Introduction

The surgical treatment of giant olfactory groove meningiomas (OGMs; diameter >5 cm) with marked perilesional brain oedema poses special problems and is still a surgical challenge. After tumour resection, increase of brain oedema may occur causing dramatic neurological deterioration and even death of the patient. To minimize surgical morbidity and mortality, we currently favour a two-step staged resection of giant OGMs, and the purpose of this paper is to present our experience with this surgical proceeding.

Material and methods

Patients and methods

The clinical and neuroradiological data of 19 consecutive patients who underwent a two-step staged resection of giant OGMs (>5 cm) at our institution between 2006 and 2018 were collected. Clinical results were compared to a consecutive series of eight patients who were operated earlier via a single-step procedure. T1-weighted gadolinium-enhanced MRI sequences were used to measure preoperative tumour dimensions (Figs. 1A and 2A).

Fig. 1
figure 1

Sagittal MRI images T1-weighted gadolinium-enhanced and T2-weighted showing the perilesional oedema. A, D: Preoperative. B, E: One day after first operation showing the shell-shaped tumour remnant. C, F: One day after second operation with complete removal of the tumour

Fig. 2
figure 2

Axial MRI images. A, B, C, D, E, F: same sequences as in Fig. 1 each

Surgical procedure

As first step, a bifrontal craniotomy was performed followed by a right-sided interhemispherical approach. Using microsurgical techniques and cutting the falx cerebri, about 80% of the tumour mass was resected leaving behind a shell-shaped tumour remnant (Figs. 1B and 2B). In doing so, the optic nerves were visualized as landmarks for the second operation. The lateral tumour borders and dorsal tumour aspects involving the anterior cerebral artery complex, however, were not dissected. After meticulous haemostasis and covering the olfactory groove, the wound was closed. Whereas this was realised in the first five patients with water-tight dura sutures and reinsertion of the bone flap, we changed our strategy after the fifth patient who deteriorated neurologically and eventually deceased. In the subsequent patients, a temporary craniectomy was performed, i.e. the dura was left open and the boneflap was not reinserted but stored in a deep-frozen freezer at −80°C. To avoid CSF leakage, the dura was covered with Tabotamp®. In the second step, carried out after the patients’ recovery from the first surgery and decline of oedema, the remaining part of the tumour was removed completely followed by duro- and cranioplasty (Figs. 1C, F and 2C, F).

Results

There were 11 women and eight men aged 34–76 years (mean 58.4 years). The clinical presentation included anosmia, mental dysfunction and visual impairment. Mean maximal tumour diameter was 6.2 cm (range 5.1–7.6 cm) and mean tumour volume was 167.5 cm3 (range 95.5–292.1 cm3). All tumours had caused a marked perilesional brain oedema as apparent on T2-weighted MRI images (Figs. 1D and 2D).

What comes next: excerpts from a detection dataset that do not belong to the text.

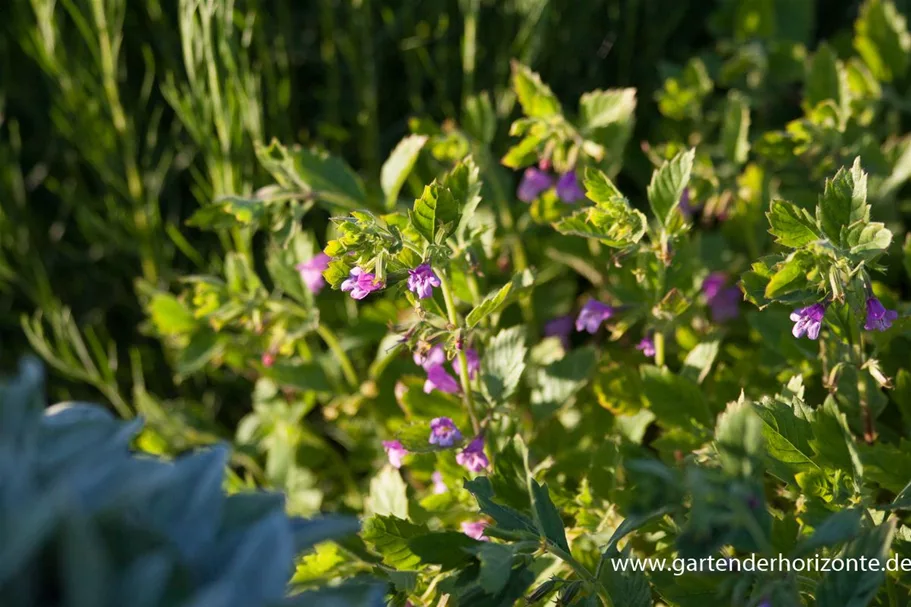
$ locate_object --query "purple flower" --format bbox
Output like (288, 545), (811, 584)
(408, 263), (440, 299)
(429, 417), (462, 447)
(295, 253), (332, 295)
(516, 167), (554, 202)
(702, 272), (743, 322)
(462, 521), (490, 542)
(791, 303), (826, 339)
(636, 335), (655, 358)
(424, 365), (459, 394)
(414, 344), (446, 371)
(576, 299), (614, 335)
(383, 441), (408, 468)
(557, 170), (585, 204)
(544, 315), (573, 350)
(456, 435), (490, 472)
(342, 268), (384, 299)
(864, 297), (898, 331)
(452, 348), (481, 379)
(430, 470), (449, 495)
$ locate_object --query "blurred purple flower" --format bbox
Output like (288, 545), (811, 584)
(702, 272), (743, 322)
(864, 297), (898, 331)
(636, 335), (655, 358)
(462, 521), (490, 542)
(516, 167), (554, 202)
(452, 348), (481, 379)
(430, 470), (449, 495)
(295, 253), (332, 295)
(791, 303), (826, 339)
(408, 263), (440, 299)
(544, 315), (573, 350)
(342, 268), (384, 299)
(557, 169), (585, 204)
(429, 417), (462, 447)
(456, 435), (490, 472)
(383, 441), (408, 468)
(576, 299), (614, 335)
(424, 365), (459, 394)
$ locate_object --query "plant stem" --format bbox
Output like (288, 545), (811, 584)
(316, 323), (357, 388)
(438, 271), (481, 434)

Despite leaving behind a considerable large resection cavity after the first operation, all patients in whom a craniectomy had been carried out showed a more or less pronounced bulging of the skin flap from the second postoperative day. This was due to brain swelling and not owing to a subcutaneous accumulation of CSF (Figs. 1E and 2E). Even in the event that the frontal sinus had been opened, we did not observe rhinorrhoea since the dura had been covered with Tabotamp®. Only after decline of the oedema with sunken and soft skin flap when palpating, the second operation was considered in these patients. In the first four patients, in whom the bone flap had been reinserted in the course of the first operation, the decision to operate was made dependent on the clinical condition.

Ten patients recovered quickly and well from first surgery and had a soft craniectomy defect if this measure had been performed before. In these patients, the second operation, with complete tumour removal and dural as bony reconstruction, was performed between the 6th and 30th day (mean 12.4 days) after the first operation.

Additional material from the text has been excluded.